I know that I can have kids. The doctors told me so. Its just I am not ready for a child yet and I'm not stable enough to take care of a child. Some people call me selfish because I want to get all my party years out of the way before I have a child. Plus there are things I want to do that a child would interfere with. I want to live my life way and do things and not have to worry about a child and where and when I can find somebody to baby-sit.
I actually think I'm not selfish. NOT ONE BIT. If you think about it when I do have my child. I have lived my life the way I wanted to and I don't have to look back and try to play catch up. My clubbin days will have come to an end or I won't be going out as much. And running around and hanging with my friends will just be play dates and chillin at the houses.
My child will be my number one priority and nothing else. I don't have to worry about getting someone to watch my child when I can do that myself. Yeah I'll go out sometimes, but then I can count on my mommy to watch my child, she'll be old anyway. Just kiddin.

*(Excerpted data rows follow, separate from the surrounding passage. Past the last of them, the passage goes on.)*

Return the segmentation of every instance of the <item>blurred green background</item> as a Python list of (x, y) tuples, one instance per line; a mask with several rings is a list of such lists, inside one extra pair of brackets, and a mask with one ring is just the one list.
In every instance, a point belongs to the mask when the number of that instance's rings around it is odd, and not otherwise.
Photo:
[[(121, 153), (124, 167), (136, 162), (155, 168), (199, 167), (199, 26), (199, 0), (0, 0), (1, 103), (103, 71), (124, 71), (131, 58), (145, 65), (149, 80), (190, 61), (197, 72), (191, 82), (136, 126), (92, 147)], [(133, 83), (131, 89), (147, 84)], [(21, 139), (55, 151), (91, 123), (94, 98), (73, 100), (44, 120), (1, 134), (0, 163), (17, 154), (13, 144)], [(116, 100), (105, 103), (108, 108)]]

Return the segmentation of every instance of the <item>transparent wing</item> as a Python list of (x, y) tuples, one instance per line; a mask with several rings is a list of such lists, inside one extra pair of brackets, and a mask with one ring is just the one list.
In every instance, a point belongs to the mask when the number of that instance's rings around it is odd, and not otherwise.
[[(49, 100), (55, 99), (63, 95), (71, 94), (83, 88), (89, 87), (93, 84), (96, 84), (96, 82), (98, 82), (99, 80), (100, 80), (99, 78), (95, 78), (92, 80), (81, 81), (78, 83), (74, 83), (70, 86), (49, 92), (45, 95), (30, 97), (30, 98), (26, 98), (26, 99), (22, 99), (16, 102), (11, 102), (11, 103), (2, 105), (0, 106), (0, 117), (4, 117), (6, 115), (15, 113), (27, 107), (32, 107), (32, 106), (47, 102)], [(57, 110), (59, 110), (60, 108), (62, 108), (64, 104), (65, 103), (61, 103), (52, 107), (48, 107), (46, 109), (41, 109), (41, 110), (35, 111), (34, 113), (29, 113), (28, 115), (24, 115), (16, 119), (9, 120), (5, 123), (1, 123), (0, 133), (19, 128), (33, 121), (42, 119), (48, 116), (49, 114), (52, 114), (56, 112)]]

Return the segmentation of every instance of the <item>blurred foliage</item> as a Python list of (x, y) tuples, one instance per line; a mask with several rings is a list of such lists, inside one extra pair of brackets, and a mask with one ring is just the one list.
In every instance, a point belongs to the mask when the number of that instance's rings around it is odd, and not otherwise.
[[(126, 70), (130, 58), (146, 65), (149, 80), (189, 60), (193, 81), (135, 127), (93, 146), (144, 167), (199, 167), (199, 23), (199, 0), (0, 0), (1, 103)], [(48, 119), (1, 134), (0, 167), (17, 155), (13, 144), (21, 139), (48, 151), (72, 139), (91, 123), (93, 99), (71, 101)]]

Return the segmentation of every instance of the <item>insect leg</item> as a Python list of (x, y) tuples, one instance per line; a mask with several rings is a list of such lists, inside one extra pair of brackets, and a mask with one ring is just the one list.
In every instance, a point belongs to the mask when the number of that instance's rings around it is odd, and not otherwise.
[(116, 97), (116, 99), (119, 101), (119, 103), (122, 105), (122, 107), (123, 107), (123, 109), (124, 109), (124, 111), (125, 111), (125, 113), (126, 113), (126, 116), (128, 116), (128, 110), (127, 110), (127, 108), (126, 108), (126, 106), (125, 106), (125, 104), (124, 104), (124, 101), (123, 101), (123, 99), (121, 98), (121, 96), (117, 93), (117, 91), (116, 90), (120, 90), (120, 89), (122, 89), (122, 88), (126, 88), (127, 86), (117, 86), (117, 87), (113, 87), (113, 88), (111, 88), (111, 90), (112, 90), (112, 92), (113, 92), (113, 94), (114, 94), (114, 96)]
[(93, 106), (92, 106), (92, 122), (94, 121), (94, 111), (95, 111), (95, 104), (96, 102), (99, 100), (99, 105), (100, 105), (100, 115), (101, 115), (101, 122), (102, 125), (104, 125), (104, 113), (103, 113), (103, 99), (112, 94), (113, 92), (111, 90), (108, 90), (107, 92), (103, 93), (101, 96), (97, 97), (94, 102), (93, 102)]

I am 24 years old. I have cousins and friends my age and some a few years under. They sometimes can't go out because their mothers are not about to watch their kid. They feel already raised and watched their child and they are not about raise and watch yours. Or they can't get someone to watch their child. I like that I can come and go as I please. I'm PROUD of that. I wish my family and friends would realize that. Well some do.
The reason why I am not pregnant or have a child is... I'm TRYING to NOT get pregnant. I go to my OB-GYN after every single home BBT test I take. So I know when I'm ovulating and when I shouldn't have sex. I count my days when the time comes. I'm not ready, but if I do become pregnant between now and the age I actually waiting to have a kid. I'll do whatever it takes to take care of my child.
Before I end the nice lengthy blog. I want to say. To those who do have kids. I'm not downing you at all. If I offended you its only because you took this blog that way.